そしてボディをスライドさせると、下段にフルキーボードが登場し、自動的に画面が縦使いから横使いに切り替わる。フルキーボードで入力するときには、ちょうど携帯ゲーム機をプレイするようにして構えて親指で操作するカタチになる。このスタイルなら、端末の重さはほぼ影響なくなるだろう。僕の指にとってはキーは小さめだが、指の腹でタイプする分には問題ない。配列はQWERTYと上段に数字キーが並んでいるが、普通のキーボードに比べて「W」と「A」「P」と「L」のあたりでズレ方が足りないので、慣れるまではこのあたりのキーがミスタイプを誘いそうだ。
テンキーとフルキーボードを備え、その上ペンを使ってタッチパネルでのオペレーションが可能とあって、入力環境の充実には目を見張る。端末を閉じているとき、キーボードを開いているとき、ペンを持っているときなど、それぞれに快適なスタイルでの入力インターフェースが用意されているが、どのスタイルの時でも排他利用ではない点がまた、この端末の入力環境の面白さを増している。
端末を閉じた状態、僕はこれにケータイスタイルと名付けようと思う。
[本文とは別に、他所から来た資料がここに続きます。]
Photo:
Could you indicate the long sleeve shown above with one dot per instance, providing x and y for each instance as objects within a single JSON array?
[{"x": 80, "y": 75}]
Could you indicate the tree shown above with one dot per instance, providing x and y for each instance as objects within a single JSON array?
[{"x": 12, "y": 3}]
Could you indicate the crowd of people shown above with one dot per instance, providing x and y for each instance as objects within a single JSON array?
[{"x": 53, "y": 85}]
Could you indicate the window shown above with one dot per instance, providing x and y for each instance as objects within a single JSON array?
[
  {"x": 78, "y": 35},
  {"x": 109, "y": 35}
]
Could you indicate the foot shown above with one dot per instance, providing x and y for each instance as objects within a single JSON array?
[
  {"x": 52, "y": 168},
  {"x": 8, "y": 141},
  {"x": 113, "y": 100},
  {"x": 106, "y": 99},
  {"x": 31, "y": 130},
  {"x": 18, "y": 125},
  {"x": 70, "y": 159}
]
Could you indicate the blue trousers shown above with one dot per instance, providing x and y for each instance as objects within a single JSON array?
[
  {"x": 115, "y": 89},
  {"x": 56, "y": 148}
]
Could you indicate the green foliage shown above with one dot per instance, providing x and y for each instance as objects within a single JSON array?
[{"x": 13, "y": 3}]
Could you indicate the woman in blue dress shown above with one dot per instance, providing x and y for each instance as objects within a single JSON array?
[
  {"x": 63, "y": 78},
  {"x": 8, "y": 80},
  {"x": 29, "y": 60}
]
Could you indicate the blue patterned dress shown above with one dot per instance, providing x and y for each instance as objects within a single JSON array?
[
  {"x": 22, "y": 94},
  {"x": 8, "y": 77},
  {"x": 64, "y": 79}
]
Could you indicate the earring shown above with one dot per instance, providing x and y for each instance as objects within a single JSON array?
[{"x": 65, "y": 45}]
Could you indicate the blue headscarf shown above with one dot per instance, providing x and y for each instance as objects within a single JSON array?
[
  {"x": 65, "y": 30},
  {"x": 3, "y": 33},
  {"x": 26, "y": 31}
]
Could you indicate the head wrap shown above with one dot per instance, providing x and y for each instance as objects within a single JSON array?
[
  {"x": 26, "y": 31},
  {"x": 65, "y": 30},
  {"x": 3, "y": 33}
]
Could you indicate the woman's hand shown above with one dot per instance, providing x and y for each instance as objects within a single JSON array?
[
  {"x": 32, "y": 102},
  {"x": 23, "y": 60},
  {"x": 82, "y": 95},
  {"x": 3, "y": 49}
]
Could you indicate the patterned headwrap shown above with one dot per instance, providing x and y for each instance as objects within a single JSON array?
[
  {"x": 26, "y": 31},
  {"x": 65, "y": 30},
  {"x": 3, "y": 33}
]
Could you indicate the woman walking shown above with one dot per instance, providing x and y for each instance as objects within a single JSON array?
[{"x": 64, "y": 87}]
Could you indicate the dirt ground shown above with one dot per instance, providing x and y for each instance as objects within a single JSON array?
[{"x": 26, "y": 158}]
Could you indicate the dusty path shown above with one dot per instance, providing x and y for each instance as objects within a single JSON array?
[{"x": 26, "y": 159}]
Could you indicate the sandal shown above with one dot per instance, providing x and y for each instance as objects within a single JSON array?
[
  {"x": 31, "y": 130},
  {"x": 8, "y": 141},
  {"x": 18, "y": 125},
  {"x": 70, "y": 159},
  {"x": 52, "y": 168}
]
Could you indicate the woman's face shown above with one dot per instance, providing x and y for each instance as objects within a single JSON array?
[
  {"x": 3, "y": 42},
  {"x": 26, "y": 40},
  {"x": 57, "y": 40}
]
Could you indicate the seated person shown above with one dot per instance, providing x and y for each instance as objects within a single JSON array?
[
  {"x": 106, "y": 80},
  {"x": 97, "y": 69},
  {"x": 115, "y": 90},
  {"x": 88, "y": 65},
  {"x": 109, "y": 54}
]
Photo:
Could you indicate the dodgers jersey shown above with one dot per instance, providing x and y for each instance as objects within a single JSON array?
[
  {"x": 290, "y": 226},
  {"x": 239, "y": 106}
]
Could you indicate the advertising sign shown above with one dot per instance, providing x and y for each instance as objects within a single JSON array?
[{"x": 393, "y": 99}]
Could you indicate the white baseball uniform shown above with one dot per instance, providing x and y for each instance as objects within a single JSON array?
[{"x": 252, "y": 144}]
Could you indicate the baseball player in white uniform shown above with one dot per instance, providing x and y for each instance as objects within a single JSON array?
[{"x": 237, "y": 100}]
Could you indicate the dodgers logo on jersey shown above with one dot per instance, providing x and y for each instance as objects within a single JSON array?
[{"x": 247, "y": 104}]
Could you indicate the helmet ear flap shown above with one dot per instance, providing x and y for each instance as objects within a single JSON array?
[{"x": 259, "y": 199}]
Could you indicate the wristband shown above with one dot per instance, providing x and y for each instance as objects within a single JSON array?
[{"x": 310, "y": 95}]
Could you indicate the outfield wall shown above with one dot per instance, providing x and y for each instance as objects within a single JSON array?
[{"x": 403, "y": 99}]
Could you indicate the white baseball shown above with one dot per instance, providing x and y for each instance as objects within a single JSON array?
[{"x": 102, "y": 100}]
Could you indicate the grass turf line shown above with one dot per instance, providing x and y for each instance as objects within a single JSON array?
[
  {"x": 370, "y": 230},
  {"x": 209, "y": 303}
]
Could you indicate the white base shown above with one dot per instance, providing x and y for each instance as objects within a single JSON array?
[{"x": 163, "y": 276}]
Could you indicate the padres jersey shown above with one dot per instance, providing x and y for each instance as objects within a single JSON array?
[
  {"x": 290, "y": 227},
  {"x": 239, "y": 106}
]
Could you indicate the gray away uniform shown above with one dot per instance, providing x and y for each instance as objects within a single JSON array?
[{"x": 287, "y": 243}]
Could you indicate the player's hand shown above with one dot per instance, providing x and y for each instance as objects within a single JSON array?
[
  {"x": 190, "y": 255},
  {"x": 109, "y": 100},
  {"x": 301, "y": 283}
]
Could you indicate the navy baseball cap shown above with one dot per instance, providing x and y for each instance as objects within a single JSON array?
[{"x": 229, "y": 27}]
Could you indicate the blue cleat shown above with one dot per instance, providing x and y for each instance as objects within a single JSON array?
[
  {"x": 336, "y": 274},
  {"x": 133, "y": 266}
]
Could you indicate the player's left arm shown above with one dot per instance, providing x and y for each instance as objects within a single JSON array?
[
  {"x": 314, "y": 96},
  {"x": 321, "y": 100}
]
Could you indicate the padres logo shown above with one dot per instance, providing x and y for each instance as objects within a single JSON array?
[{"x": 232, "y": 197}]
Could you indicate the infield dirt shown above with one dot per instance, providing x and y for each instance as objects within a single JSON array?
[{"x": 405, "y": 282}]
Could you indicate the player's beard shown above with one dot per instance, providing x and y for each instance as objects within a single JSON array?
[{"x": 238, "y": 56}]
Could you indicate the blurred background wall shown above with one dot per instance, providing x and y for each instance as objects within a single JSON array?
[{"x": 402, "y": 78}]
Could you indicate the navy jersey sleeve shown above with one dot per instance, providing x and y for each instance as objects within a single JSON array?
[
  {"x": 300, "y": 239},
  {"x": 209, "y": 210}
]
ケータイスタイルの時には、十時キーと決定ボタン、ソフトキーでのオペレーションを行う。テンキーからの文字入力では、ATOK+APOTの組み合わせで、1文字入力するごとに予測変換の候補が出てくる。これも普通のケータイと同じである。つまり端末を閉じている時はまさにケータイと同じ使い勝手でメールやフルブラウザを扱うことができる。ちょっとPCのメールを読みたい、ちょっとウェブで検索したい、と言うときはケータイスタイルで十分だ。
メールに返信しよう、ブログを書こう、という時には、キーボードをスライドさせて両手で握る。これにはキーボードスタイルと名付けておきましょうか。キーボードスタイルの時にもATOKが誇る高い変換効率の恩恵を受けることができる。しかしここでユニークなことに、キーボードスタイルで入力していても、予測変換の候補が表示されるのだ。フルキーボードと言ってもきちんと5本指で入力できるサイズを確保していないからこその配慮だが、フルキーボードから予測変換の候補が選べる今までにない日本語入力環境は不思議な感じだ。普段はスペースキーで変換をし、時々省入力候補から選ぶという使い方が心地よい。
またキーボードスタイルの時でも、ディスプレイの左に配置されているソフトキーは操作できる。左手の親指について、キーボードを構えると同時にソフトキーまで守備範囲を広げると、ウインドウを閉じたりメニューを表示させるのに画面をタップする必要がなくなる。さらにフルキーボードの文字種選択キーよりも大きいケータイスタイル側の文字キーは使用頻度が高くなりそうだ。これもまた操作を軽快にこなす1つの方法だ。小さめなボディだからこそ可能なハイブリッドな入力インターフェースは、この端末での操作を快感なモノに仕上げていると言える。
またカメラは133万画素CCDと控えめなスペックだが、マクロスイッチが搭載されたことで、QRコード読み取りによるURLやメールアドレスなどの情報入力が可能になった点もケータイらしさを取り入れた1つの要素だ。控えめと言っても1280×1024ピクセルまでの撮影が可能で、miniSDカードに記録できる。端末で撮影した写真は付属のメールソフトから送信も可能で、この際に自動的にサイズの小さなサムネイル画像を作って送る機能もついている。
またムービー録画も最大320×240まで撮影可能で、Windows Media Video形式(.wmv)で保存することができる。静止画よりも動画メモを記録しておく方が重宝しそうだ。サービスによってはそのままメールで送信してビデオポッドキャストができるかもしれない。文字やそれ以外のインターフェースがここまで充実しているケータイをほかに見たことがあっただろうか。あと足りないのはFelicaチップくらいじゃないだろうか。